The debut EP from the Sudan-born, Twin Cities-based singer, poet, and activist reveals an artist with a warm, sophisticated sound and captivating presence on the mic.

Dua Saleh’s first language was Arabic, but they’ve been speaking English for so long that it’s begun to slip away. That detail is, simply, true; it’s also the kind of character note—specific and a little bit sad—that might pop up in one of their songs, which tend to deal with issues of social posture, identity, and heritage in short, impressionistic bursts. Their debut EP, Nūr—that’s “light” in Arabic, as well as a common gender-neutral name—is a superb show of control, lean except when it decides to lash out.

Saleh was born in Kassala, on the Eastern edge of Sudan, but moved to the Upper Midwest after a brief stop at a refugee camp in Eritrea.
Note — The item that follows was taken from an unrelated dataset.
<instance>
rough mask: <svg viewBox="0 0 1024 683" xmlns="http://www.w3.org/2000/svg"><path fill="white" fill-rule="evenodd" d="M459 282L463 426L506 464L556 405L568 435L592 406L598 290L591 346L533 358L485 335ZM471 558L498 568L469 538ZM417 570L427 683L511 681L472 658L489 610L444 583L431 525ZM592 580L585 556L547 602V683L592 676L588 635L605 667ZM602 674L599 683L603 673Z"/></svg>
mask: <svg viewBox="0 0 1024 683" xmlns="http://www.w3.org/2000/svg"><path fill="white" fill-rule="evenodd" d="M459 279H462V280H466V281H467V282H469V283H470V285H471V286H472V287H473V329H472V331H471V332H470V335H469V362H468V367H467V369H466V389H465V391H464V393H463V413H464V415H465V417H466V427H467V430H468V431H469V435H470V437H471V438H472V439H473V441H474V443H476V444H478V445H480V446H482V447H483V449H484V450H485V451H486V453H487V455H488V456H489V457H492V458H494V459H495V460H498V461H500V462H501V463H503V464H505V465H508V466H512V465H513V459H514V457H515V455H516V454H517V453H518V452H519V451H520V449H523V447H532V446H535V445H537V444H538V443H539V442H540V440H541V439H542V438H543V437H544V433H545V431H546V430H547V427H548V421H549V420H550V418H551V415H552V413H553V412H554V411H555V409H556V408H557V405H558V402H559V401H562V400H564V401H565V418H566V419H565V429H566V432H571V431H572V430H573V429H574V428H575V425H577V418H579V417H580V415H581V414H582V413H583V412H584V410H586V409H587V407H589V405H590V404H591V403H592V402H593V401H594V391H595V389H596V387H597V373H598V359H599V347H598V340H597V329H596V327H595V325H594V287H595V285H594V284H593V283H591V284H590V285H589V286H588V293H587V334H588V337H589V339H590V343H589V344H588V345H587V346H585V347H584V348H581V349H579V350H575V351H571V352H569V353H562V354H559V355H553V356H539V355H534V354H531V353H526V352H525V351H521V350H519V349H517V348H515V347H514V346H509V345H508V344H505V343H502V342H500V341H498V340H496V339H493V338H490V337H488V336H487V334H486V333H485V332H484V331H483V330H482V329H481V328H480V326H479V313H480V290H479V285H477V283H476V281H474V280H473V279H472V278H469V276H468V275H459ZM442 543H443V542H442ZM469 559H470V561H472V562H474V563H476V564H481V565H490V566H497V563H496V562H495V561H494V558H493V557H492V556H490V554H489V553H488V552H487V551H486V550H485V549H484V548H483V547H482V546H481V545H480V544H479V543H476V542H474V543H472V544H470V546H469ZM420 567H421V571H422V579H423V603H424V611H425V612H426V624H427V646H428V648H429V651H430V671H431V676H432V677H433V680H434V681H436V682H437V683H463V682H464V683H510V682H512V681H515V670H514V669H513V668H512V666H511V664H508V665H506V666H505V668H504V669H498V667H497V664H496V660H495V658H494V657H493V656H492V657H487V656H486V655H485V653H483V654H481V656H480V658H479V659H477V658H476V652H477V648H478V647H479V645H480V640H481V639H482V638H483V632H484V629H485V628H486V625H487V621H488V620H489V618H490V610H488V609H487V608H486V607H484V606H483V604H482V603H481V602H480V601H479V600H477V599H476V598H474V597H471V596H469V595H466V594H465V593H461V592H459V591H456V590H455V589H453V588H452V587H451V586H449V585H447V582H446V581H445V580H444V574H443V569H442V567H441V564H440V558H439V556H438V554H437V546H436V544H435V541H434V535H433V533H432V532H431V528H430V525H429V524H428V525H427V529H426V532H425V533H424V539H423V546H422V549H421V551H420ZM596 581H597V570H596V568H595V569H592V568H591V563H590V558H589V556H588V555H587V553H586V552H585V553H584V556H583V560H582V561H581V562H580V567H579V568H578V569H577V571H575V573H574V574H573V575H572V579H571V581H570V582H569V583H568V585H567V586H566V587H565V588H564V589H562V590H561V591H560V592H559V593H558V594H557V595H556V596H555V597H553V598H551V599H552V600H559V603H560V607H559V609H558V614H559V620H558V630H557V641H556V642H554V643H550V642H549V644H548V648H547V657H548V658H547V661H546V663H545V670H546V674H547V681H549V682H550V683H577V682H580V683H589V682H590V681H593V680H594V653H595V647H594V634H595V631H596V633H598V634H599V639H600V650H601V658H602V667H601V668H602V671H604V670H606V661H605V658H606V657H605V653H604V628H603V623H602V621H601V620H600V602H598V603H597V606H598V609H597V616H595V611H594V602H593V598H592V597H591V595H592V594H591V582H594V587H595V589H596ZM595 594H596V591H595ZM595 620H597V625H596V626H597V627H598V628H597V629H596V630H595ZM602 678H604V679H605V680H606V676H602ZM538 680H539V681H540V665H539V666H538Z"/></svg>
They’ve established themselves as an artist in the Twin Cities across a variety of disciplines: singer, activist, and poet. That sensibility is clear at times in their music, with its economy and densely-packed details, but what sets Saleh apart from similarly lyric-minded writers is that they resist the urge to make all the other elements of a song subservient to the writing. Nūr has stretches with compelling vocals that do not form words at all, and ones where the vocals are mixed so that the words are nearly masked. Saleh’s voice is powerful enough to contort into nearly any shape without losing its distinctive character.

None of which to say that Nūr is without lyrical flourishes. On the opening song, “Sugar Mama,” Saleh describes a doting, curious neighbor with a rich father and a “pussy melting like a glacier.” The power in the story snaps back and forth—the neighbor rambles about charity work and eats lobster in a romper with gold accent—and ends with the kind of climax that recalls that maxim: everything is about sex, except sex, which is about power. What makes scenes like these tick is that Saleh does not render them academically, and does not hold them at arm’s length—they’re experiential, full of rising heart rates and dilating pupils.

Nūr’s sound is sophisticated, warm but industrial. It’s helmed by the Twin Cities-based Psymun, who produces four of the EP’s five songs. (“Sugar Mama” was self-produced on Saleh’s cell phone.) Psymun’s contributed beats to albums by Future and Young Thug, and has worked with the Weeknd, but excels on smaller, more idiosyncratic stages, like as part of the St. Paul supergroup thestand4rd. He’s the kind of producer whose beats—the airy, sweeping ones or the ones that are small and tightly wound—feel as if they’re being constructed live in front of you on a drum machine, and are liable to spiral out of control at any moment. They never do. There are times on Nūr when Saleh elicits the same effect with their voice, like the way it’s doubled with slightly divergent takes on “Albany.”

Saleh’s live performances, even with the barest production design, are uncommonly intense. This effect comes partly from the spatial—small spaces meeting a massive voice—but more importantly from the way they stalk around the stage, exploding from time to time like a cobra uncoiling. This careful plotting is mirrored on Nūr, specifically on the way “Warm Pants” returns to center after unfurling into the biggest, boldest arrangement on the EP, or the way “Sugar Mama,” with its slowly crescendoing vocal performance, keeps circling back around its beat’s metronomic spine. The journey back is especially dramatic on “Albany,” which unspools in its middle section into a collage that includes minor-key piano and found nature sounds, as if you’re on a bus barreling deep into the woods as your phone is dying. By the song’s end, you’re being lulled to sleep by a lone drum pattern, everything back in equilibrium. It’s disorienting but tactile, confident in its forward motion even when everything else is murky.